Tak ada yang lebih bijak
dari hujan bulan Juni
“Sis, lebih baik aku udahan, aja, kayaknya.”
Kubuka catatan yang kubagikan di facebook, coretan yang
kutulis di dinding blogspotku pada bulan November lalu, Surat Pengunduran Diri.
“Ada saat dimana perjuangan itu tak berbanding lurus
dengan hasil yang ingin dicapai,” seorang kakak kelas pernah berkata kepadaku.
Sama seperti apa yang kudapat tak sebanding dengan perjuanganku. Memang,
seorang pejuang harus berjuang hingga titik darah penghabisan. Tapi tidak
dengan masalah hati.
Mungkin aku memang harus berhenti, harus menyimpan sendu
ini di relung hati. Menutup layar yang terkembang yang dengan indahnya terkibar
dibalut angin, karena badai yang akan datang sanggup merobek sang layar.
Sudah saatnya aku bangun dari mimpi. Tidak peduli
seberapa kejam dan mengerikannya itu, sekarang aku harus menghadapi kenyataan.
Dihapusnya jejak-jejak kakinya
yang ragu-ragu di jalan itu
“Kak,
kenapa kakak selalu masuk ke ruangan itu sih?”

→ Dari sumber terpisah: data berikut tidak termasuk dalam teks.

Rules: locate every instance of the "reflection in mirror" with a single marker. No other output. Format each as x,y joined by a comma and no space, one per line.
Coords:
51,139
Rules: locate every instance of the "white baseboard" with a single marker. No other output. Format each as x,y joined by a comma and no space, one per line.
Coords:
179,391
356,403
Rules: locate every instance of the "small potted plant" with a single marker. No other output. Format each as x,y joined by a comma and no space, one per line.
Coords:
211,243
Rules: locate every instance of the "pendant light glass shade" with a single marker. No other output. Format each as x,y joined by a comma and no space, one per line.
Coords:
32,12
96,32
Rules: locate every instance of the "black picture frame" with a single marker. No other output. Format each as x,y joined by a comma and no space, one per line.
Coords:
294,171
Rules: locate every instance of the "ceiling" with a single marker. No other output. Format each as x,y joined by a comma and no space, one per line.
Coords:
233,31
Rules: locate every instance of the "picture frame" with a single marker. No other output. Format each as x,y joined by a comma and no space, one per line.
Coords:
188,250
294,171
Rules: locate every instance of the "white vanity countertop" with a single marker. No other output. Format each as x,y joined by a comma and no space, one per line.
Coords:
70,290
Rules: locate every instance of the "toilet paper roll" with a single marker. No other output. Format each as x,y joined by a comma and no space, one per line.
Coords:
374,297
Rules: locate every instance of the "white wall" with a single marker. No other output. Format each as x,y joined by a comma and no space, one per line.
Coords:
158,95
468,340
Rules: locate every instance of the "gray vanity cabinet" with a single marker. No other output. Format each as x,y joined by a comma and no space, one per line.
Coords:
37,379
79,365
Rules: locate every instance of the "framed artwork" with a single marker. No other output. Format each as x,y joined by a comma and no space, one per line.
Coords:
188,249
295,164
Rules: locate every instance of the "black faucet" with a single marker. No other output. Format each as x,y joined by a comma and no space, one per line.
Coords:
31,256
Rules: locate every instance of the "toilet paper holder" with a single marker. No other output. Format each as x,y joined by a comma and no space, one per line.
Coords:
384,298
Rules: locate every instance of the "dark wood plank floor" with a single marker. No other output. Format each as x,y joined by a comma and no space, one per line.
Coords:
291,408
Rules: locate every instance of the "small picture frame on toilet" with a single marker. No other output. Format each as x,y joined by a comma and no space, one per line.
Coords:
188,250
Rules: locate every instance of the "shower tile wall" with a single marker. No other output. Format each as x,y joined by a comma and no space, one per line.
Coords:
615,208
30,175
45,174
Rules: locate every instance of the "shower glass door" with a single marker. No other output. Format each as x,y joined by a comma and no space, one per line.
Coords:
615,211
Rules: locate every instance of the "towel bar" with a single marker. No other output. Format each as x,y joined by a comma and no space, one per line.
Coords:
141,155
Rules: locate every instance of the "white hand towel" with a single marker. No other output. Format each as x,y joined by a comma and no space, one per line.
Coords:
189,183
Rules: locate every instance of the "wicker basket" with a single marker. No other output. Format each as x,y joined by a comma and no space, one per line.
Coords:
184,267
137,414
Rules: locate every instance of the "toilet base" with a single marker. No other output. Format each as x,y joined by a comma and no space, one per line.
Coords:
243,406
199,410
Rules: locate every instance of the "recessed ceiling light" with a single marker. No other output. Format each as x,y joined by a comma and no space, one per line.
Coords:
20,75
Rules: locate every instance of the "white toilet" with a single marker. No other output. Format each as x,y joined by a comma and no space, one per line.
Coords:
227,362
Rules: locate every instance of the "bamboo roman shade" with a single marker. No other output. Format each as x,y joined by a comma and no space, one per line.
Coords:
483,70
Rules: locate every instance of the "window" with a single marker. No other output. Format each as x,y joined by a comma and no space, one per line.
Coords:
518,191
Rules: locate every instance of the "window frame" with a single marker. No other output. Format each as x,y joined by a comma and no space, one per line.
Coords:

“Rajin banget sih datang ke sekolahan lu. Lu kan udah
alumni.”
Ada. Ada satu langkah, dua langkah, dan beribu-ribu
langkah yang harus kupungut dari antara basahnya rumput, dari antara
kerikil-kerikil yang disatukan aspal, dari sari-sari debu yang terhampar,
menghampar.
Ada. Ada satu kenangan, dua memori, dan beribu-ribu
ingatan yang harus kuhapus, dari antara ruang-ruang kelas, di selusur
tembok-tembok yang tinggi, di lorong-lorong yang panjang, dari sela meja-meja
dan bangku-bangku.
Bukan. Bukan aku ingin mengatakan bahwa itu adalah
kesalahan. Kenangan tetaplah bagian dari ingatan, bagian dari hidup, yang
tanpanya aku akan terus jatuh dalam kesalahan. Tak ada kenangan yang salah,
memori yang buruk. Yang ada adalah aku yang salah. Salah karena membiarkan aku
terbuai, menciptakan memori yang seharusnya tak ada.
Aku hanya ingin menyentuh, mengambil kembali sisa-sisa
yang ada. Eksodus. Tak ingin serpihan-serpihan itu masih menggantung di
langit-langit ruang kelas, terhampar di lantai ubin, menghiasi dinding-dinding
nan tinggi itu. Aku hanya ingin menghapus semuanya dengan hujan dari awan, awan
yang pada akhirnya menghilang, karena hujan.
Tak ada yang lebih
arif
dari hujan bulan Juni
“Kak, move on, dong. Tuh ada Koko D.”
Sudah sering aku melakukan sugesti terhadap diriku
sendiri, terhadap hatiku. Namun, pada akhirnya aku kembali ke bait pertama,
seperti yang dikatakan dalam lirik lagu “Bait Pertama”, Sheila on 7. Entah sudah
berapa orang yang menjadi korban sugestiku ini.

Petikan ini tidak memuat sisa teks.